Mit einiger Erleichterung schloß ich die Tür. Es war ein Genuß, für eine Weile allein zu sein. Ich schämte mich, daß ich so systematisch plante, ihn und sein Volk zu hintergehen! Aber mein Plan hatte mich bereits über eine Distanz von mehreren hundert Millionen Meilen geführt — bis auf einige hundert Yards an die Zeitmaschine heran — und ich konnte die Vorstellung des Scheiterns jetzt nicht mehr ertragen.
Wenn ich Nebogipfel verletzen mußte, um zu fliehen, dann würde ich es sicher tun!

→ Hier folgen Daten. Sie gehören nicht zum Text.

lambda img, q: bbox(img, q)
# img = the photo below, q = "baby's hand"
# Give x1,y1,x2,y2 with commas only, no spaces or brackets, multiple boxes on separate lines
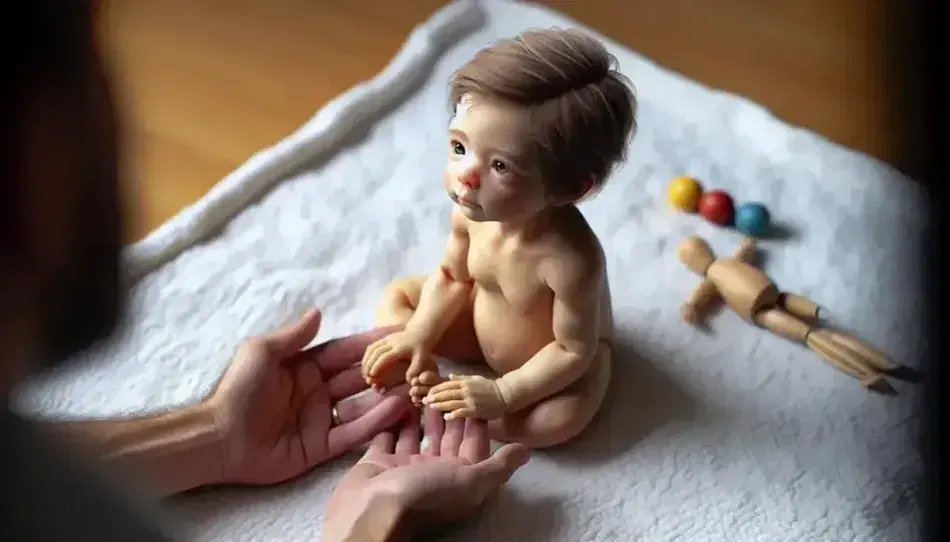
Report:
422,375,508,420
409,366,442,406
361,330,430,389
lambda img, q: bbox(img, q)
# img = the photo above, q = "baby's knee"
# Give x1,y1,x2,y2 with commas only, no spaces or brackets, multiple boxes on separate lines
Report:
493,395,596,449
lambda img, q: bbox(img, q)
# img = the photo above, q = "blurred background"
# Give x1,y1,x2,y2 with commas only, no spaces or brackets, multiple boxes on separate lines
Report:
102,0,900,241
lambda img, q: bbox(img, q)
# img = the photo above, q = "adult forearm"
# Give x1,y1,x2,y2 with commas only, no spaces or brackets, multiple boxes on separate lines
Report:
406,271,472,348
39,404,223,496
498,342,594,412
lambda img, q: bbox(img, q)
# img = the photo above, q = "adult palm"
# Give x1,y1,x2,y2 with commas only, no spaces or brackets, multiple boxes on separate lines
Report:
208,311,411,484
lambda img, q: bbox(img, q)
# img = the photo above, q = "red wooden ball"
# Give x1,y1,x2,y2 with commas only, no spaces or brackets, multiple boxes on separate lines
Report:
699,190,735,226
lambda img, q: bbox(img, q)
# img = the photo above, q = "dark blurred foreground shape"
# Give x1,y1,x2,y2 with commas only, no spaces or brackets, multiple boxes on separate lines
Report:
885,0,950,541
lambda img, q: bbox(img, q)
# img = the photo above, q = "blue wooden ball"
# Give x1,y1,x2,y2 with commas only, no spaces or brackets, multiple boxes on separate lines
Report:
735,203,770,237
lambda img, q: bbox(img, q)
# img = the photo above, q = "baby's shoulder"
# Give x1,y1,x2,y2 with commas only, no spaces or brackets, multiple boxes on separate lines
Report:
543,208,604,282
548,205,603,260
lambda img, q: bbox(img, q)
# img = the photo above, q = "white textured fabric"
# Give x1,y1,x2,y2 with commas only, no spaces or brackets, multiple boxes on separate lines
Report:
13,0,924,542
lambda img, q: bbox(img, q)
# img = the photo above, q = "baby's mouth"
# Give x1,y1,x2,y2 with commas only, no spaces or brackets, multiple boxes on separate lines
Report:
449,192,480,209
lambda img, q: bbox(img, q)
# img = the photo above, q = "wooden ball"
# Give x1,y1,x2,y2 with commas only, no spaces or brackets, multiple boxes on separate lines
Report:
667,176,703,213
699,190,735,226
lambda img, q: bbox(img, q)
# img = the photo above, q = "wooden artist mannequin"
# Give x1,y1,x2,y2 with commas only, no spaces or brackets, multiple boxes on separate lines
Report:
678,237,896,393
363,29,636,448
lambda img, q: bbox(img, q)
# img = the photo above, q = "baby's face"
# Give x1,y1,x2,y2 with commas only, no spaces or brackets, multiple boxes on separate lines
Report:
444,96,548,223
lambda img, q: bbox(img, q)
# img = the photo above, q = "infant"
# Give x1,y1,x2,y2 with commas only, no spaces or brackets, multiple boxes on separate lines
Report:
362,29,636,448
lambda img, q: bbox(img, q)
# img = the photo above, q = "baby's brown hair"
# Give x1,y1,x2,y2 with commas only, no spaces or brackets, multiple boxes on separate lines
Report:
449,28,637,200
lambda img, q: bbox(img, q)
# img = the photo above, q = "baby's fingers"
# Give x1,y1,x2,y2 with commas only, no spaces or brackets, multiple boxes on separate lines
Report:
369,345,402,378
425,400,468,420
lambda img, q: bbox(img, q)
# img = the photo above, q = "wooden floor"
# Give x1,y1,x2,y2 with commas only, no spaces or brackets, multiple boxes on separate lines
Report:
103,0,893,240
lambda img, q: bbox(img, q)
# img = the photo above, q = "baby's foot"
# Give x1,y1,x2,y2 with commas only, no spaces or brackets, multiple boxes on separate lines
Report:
409,370,442,406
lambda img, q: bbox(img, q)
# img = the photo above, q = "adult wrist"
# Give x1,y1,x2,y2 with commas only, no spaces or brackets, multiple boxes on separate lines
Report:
322,489,408,542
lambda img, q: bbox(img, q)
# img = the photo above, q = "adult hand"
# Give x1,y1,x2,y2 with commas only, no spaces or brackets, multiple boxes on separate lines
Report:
207,311,412,484
324,408,529,541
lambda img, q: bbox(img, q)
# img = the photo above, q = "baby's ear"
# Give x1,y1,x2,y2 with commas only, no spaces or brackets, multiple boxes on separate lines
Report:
560,173,597,205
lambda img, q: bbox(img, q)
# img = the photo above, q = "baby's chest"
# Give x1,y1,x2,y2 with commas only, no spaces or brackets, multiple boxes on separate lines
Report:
468,243,550,311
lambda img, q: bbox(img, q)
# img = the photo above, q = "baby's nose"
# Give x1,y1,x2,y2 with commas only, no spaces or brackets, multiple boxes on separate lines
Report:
459,168,482,190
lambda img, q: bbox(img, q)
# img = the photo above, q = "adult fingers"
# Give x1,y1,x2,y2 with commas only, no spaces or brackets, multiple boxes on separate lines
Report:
369,346,408,382
427,389,465,403
396,408,421,455
326,366,368,401
310,327,399,373
326,395,412,457
326,365,409,401
439,420,465,457
261,310,323,359
333,384,408,424
423,407,445,455
459,418,491,465
472,444,531,498
365,431,396,455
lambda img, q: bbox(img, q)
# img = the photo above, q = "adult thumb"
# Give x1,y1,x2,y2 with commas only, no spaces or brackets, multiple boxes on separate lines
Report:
267,309,323,357
475,444,531,493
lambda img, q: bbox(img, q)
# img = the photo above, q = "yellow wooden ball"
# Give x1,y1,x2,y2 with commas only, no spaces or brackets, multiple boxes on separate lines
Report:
668,176,703,213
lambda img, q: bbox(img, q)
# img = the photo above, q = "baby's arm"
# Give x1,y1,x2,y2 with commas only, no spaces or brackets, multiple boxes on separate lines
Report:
498,254,604,412
405,210,473,356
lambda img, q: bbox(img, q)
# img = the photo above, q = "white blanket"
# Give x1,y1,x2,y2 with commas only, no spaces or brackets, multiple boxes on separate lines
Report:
14,0,924,542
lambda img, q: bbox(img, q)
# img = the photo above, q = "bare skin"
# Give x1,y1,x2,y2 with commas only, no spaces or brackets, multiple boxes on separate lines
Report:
363,96,613,448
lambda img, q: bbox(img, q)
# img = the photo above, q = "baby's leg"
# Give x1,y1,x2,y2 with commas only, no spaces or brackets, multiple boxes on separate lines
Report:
489,341,612,449
376,275,484,395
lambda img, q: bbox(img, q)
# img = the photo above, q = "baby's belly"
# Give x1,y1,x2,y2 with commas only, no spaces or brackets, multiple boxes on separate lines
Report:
473,290,554,375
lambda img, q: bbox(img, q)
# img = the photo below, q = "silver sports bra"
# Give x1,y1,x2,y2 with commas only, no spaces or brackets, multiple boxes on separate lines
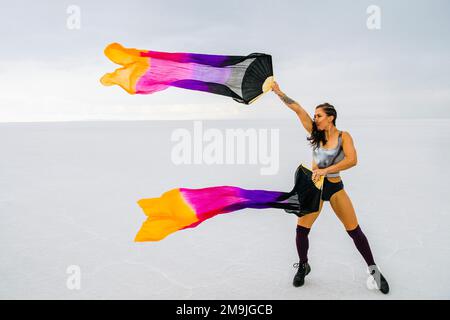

Ich öffnete den Rucksack, fand eine Kerze und zündete sie an. Ein gemütliches gelbes Licht und ein Rauchwölkchen verwandelten diese inhumane kleine Kiste in ein Heim. Die Morlocks hatten meinen Schürhaken nicht wieder herausgegeben — was ich mir auch hätte denken können —, aber der Großteil der übrigen Ausrüstung war vorhanden. Sogar mein Klappmesser war noch da. Mit dieser Klinge und dem Morlock-Tablett als improvisiertem Spiegel schabte ich mir den lästigen Bartwuchs ab und rasierte mich so gründlich, wie es eben ging. Ich konnte sogar die Unterwäsche wechseln — ich hätte nie gedacht, daß mir das Gefühl wirklich sauberer Socken eine solche Wahrnehmung sinnlichen Genusses bescheren könnte! — und ich dachte zärtlich an Mrs. Watchets, die mir diese wertvollen Sachen eingepackt hatte.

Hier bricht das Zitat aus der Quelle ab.